Often Utamaro’s women are nameless in print, but were readily recognizable beauties of their time. Often, these kanban musume or “poster beauties” create an atmosphere or capture a private moment. What is compelling about this particular work is the fluidity of the lines and simplicity of her form. As Utamaro’s okubi-e (big head) portraits revolutionized the bijin-ga genre, the line with which he formed these elegant beauties inspired artists and collectors internationally. Utamaro demonstrates his mastery of line in this image of a young woman. The portrait is simple in color pallet, but rich in visual texture. Utamaro delineates her delicately undone peach kimono through no more than a few elegant strokes. As the line oscillates in width, Utamaro conveys the thickness of the fabric and the subtle curvature of the kimono’s edge. The fine lines of her hair and nestled ornaments contrast the kimono.
Utamaro is one of the masters of woodblock printing. The scholar and artist Sekien served as Utamaro’s teacher until Seiken’s death in 1788. While the influence of Kiyonaga courses through his early prints, Utamaro’s unique style soon asserts itself. A prolific artist, he also produced illustrated books and paintings. Around 1791, he directed his focus to half portraits of women on their own, rather than the full-length, group designs that dominated the genre of bijin-ga (pictures of beautiful women). In 1804, he ran into legal trouble with the Tokugawa Shogunate for producing prints relating to a historical scene. The print depicted the 16th century ruler Hideyoshi with his wife and courtesans, entitled Hideyoshi and His Five Concubines. The work was deemed disrespectful and Utamaro was sentenced and imprisoned for a short time. Some believe that this broke his spirit, for he died in Edo two years later. Utamaro’s enormous popularity was not limited to Japan. He was one of the first ukiyo-e artists to be known in Europe and inspired many Western artists.

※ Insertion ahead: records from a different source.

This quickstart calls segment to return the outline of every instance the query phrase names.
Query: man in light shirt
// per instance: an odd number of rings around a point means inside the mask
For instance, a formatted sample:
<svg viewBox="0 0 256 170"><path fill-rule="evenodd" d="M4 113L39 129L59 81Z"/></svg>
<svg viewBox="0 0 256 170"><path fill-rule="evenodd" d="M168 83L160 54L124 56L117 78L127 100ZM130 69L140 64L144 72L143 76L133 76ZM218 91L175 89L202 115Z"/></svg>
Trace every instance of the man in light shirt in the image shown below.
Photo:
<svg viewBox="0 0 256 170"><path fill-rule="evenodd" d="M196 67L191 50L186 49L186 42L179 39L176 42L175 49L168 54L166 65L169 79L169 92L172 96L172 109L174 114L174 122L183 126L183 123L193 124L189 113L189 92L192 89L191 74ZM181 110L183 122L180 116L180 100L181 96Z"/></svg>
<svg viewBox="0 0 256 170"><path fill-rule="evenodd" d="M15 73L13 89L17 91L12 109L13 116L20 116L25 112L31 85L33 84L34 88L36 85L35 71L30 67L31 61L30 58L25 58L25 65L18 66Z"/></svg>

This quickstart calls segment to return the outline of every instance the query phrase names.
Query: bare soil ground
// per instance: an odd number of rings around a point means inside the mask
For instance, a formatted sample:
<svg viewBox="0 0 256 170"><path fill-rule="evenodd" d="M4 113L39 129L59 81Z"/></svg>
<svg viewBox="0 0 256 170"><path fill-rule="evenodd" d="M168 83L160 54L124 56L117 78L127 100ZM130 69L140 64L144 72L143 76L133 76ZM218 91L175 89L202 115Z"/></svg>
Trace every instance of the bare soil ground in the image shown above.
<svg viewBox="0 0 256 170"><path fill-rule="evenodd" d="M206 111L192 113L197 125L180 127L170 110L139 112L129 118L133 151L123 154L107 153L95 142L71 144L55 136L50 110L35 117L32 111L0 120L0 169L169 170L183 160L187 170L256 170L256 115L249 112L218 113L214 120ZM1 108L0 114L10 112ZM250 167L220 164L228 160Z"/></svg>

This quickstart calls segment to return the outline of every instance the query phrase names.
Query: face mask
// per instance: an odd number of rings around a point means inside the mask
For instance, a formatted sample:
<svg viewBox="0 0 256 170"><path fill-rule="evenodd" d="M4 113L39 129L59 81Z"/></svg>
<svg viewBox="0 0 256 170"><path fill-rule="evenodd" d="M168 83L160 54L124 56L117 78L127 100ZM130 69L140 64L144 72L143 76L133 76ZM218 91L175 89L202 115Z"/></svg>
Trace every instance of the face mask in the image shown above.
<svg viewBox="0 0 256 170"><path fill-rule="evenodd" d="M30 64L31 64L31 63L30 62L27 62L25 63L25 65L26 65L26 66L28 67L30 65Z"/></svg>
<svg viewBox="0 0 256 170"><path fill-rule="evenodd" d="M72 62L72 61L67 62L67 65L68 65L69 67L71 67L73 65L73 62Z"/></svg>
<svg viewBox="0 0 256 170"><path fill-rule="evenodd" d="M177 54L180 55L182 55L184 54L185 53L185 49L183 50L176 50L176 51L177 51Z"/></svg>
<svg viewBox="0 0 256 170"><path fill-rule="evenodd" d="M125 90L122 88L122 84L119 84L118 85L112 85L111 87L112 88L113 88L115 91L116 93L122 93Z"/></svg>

Utamaro is especially known for his portraits of women, renowned for his ability to subtlety capture their private lives. From courtesans to mothers, he offered a behind-the-scenes understanding of Edo’s women. Slender and graceful, Utamaro’s women bear small features and delicate color. He also produced many okubi-e (big-head portraits). During the 19th century, Utamaro entranced Western artists with his designs. Mary Cassat was particularly taken by Utamaro’s work, exclaiming, “you who want to make color prints, you couldn’t imagine anything more beautiful.” 1
1. Mathews, Nancy Mowll. Mary Cassatt: A Life. New York: Villard, 1994. Print, 194.